LPT is a method of logical deductions which utilize heuristics to search through given knowledge and attempts to discover ‘how’ accident may take place. The fundamental principle of LPT is logical deductions using deductive arguments. Propositional logics are utilized to develop logic worlds and find out how accidents take place within the world. Propositional logics are simple sentences which have one or more premise(s) and one conclusion. An example is shown in Figure 11. This simple format allows modeling systems of various disciplines. This is a significant advantage while studying accidents in the multidisciplinary platform.
Awal and Hasegawa [38,40,41] discussed the advancement of LPT into the agent-based perception-action technique. In this technique, all agents search through respective perceptions and actions. Thereby, logical deductions reveal all the possible sequence of events that may take place. Some of these events may lead to accidents which are of particular interest to achieve safety. Hence, Logic Programming Technique (LPT) can automatically deduce ‘how’ accidents can take place. Such deductions are generally difficult to produce by human judgment or subjective analysis alone because of the complexity and size of the problem space. Traditional accident analysis also becomes very difficult when there is a change in the system; whereas logic programming can handle system changes easily. For example, an addition of an event or an agent is simply done by adding arguments in the logic program; while in traditional accident analysis (e.g. fault tree analysis) such change complicates the total structure (tree in this case) and requires reconstruction of the structure again. Also in traditional accident analysis, the (e.g. fault tree) the combination of events is known.

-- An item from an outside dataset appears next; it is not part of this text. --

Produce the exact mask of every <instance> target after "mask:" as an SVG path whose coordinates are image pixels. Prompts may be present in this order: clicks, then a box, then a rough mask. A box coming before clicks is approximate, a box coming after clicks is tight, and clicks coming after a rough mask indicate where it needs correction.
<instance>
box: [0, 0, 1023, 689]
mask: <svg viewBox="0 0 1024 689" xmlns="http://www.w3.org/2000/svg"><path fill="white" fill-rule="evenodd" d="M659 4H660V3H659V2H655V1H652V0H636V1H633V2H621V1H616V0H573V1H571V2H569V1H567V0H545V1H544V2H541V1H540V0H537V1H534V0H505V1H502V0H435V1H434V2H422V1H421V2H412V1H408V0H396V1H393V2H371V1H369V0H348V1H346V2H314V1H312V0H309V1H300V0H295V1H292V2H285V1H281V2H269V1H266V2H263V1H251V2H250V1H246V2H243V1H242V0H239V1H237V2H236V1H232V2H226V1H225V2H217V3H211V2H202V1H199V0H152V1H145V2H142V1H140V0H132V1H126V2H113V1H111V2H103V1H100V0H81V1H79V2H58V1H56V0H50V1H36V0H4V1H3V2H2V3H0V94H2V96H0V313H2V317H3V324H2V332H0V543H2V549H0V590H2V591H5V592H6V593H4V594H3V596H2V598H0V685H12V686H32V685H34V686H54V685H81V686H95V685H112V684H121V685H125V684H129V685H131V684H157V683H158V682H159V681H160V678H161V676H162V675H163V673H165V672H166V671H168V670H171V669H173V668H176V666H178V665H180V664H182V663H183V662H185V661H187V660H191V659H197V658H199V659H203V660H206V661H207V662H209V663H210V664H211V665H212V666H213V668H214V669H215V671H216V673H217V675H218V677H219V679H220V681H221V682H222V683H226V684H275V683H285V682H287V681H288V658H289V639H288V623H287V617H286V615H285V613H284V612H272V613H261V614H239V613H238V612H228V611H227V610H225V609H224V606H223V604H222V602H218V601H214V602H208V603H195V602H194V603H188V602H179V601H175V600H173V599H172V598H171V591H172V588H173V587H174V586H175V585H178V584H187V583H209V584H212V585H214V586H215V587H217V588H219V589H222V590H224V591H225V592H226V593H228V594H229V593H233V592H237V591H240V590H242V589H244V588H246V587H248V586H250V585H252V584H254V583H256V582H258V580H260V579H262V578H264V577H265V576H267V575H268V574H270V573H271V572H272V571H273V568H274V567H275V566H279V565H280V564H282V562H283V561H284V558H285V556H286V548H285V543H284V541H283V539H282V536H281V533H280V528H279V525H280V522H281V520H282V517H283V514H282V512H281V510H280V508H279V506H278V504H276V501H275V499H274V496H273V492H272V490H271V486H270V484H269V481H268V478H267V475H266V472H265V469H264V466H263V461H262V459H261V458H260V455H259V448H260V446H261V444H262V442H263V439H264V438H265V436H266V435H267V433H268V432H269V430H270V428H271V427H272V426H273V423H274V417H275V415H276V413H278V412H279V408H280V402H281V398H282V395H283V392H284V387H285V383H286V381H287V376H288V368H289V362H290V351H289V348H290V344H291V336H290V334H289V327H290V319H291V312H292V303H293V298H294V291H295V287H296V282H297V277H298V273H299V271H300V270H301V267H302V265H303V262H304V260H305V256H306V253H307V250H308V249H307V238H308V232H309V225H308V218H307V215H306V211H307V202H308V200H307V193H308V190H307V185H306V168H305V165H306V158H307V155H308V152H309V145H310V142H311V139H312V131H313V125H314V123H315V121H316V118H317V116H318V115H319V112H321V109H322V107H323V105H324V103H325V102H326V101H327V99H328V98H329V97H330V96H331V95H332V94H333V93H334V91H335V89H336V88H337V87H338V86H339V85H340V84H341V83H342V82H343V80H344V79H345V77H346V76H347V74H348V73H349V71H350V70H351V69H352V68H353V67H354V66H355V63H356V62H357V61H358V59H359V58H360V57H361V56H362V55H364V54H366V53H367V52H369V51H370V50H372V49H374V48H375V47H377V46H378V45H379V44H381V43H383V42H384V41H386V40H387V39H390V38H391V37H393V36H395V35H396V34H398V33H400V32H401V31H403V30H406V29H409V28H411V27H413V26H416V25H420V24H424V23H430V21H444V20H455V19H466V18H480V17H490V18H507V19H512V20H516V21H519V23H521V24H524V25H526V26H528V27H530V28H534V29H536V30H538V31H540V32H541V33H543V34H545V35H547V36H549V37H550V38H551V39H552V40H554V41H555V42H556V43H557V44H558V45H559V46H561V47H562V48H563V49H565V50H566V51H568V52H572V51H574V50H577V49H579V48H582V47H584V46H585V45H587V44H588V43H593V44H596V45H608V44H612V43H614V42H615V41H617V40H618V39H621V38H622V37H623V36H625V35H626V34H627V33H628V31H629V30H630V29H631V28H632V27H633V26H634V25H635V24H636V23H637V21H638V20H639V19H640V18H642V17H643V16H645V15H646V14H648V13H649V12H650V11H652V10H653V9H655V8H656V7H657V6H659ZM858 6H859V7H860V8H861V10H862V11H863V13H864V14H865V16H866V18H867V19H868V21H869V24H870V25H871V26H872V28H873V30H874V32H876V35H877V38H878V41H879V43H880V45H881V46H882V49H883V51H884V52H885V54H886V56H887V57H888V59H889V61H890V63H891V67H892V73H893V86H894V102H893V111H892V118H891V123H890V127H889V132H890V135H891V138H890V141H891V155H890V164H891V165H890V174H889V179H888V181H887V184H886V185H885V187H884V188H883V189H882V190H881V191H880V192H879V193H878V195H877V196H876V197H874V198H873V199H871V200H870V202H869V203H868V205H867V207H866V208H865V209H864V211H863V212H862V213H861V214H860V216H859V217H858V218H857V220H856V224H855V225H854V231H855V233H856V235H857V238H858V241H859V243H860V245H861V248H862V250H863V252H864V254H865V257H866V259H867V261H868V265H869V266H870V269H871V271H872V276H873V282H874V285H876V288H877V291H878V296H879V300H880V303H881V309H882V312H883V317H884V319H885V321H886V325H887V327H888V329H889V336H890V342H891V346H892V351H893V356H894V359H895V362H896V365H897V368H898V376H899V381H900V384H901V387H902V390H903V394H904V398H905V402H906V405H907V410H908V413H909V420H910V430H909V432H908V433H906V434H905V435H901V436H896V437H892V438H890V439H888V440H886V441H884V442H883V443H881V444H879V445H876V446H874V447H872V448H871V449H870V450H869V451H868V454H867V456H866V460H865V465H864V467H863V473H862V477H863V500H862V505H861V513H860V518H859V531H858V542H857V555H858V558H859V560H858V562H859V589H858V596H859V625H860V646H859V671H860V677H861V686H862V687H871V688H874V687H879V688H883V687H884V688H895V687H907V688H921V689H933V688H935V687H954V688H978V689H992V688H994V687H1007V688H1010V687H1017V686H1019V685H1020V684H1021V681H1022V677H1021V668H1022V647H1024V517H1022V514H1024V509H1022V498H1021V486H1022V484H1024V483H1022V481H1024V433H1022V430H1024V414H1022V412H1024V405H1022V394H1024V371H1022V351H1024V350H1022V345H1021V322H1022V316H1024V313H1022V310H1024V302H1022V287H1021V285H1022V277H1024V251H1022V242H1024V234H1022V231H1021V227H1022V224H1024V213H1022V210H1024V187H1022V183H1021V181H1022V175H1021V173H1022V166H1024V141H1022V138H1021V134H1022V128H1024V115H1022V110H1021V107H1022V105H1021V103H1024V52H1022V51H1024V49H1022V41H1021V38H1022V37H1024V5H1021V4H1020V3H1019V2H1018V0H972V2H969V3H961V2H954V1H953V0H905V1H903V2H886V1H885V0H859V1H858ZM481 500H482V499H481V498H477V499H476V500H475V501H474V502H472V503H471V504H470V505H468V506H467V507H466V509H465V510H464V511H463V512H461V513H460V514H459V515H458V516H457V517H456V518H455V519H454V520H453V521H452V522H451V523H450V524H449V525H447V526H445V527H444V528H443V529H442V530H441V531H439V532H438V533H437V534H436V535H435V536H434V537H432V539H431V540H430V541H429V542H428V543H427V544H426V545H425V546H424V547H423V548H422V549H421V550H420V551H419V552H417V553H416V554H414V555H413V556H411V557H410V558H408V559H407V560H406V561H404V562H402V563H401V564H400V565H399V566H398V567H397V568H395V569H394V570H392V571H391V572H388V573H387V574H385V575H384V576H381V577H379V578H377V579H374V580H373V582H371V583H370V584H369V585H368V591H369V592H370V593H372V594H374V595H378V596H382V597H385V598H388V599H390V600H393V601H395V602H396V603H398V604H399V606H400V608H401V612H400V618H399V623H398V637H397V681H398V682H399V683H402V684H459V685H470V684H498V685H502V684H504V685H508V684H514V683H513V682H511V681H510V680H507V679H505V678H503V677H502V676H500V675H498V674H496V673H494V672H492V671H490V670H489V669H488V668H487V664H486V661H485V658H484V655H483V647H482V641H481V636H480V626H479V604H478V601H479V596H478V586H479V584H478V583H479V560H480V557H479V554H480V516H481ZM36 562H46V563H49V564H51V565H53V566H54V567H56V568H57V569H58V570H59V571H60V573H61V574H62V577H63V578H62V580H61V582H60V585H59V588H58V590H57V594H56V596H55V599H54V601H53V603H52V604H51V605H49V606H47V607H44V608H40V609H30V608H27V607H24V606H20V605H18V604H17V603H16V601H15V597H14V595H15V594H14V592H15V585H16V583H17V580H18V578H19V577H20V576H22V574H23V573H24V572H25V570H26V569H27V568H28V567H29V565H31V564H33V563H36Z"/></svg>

However, in Logic Programming Technique (LPT) the combinations of events are deduced automatically. This gives Logic Programming Technique (LPT) a significant advantage over other accident analysis techniques. Figure 12 shows this concept graphically.
This paper discussed and revealed the underlying science of accident causation in complex engineering and socio-technical systems. A number of accident theories and models have, therefore, been presented and categorized in this study. The study reveals that that over the years, particularly the past century, researchers from various fields, including engineers, medical doctors, psychologists, and other professionals have studied accidents and attempted to theorize the science of accidents. It has been found that the accident theories have transformed from a single root cause to linear cause-effect models, from epidemiologic concepts to organizational accident models and evolution of control and system theoretic concepts. This transformation and evolution of a broad range of accident theories/models suggest that understanding the science of accidents requires a wide perspective and vast knowledge domain. The study revealed that the problem space of safety science is diverse and incorporation of knowledge from multiple disciplines is necessary.
The application of LPT in complex industries such as automobile industry can be highly beneficial and it appears that the potential of application is immense. For example, LPT can be applied in automobile production facility where it can deduce possible event sequences that may lead to production failures. Also, LPT can be applied in the most modern driverless automobiles to deduce the errors in software that may lead to possible catastrophes. Having said the advantages and future potentials of LPT, there are some shortcoming of this method which needs to be studied further in order to utilize it in solving accident problems in complex socio-technical systems.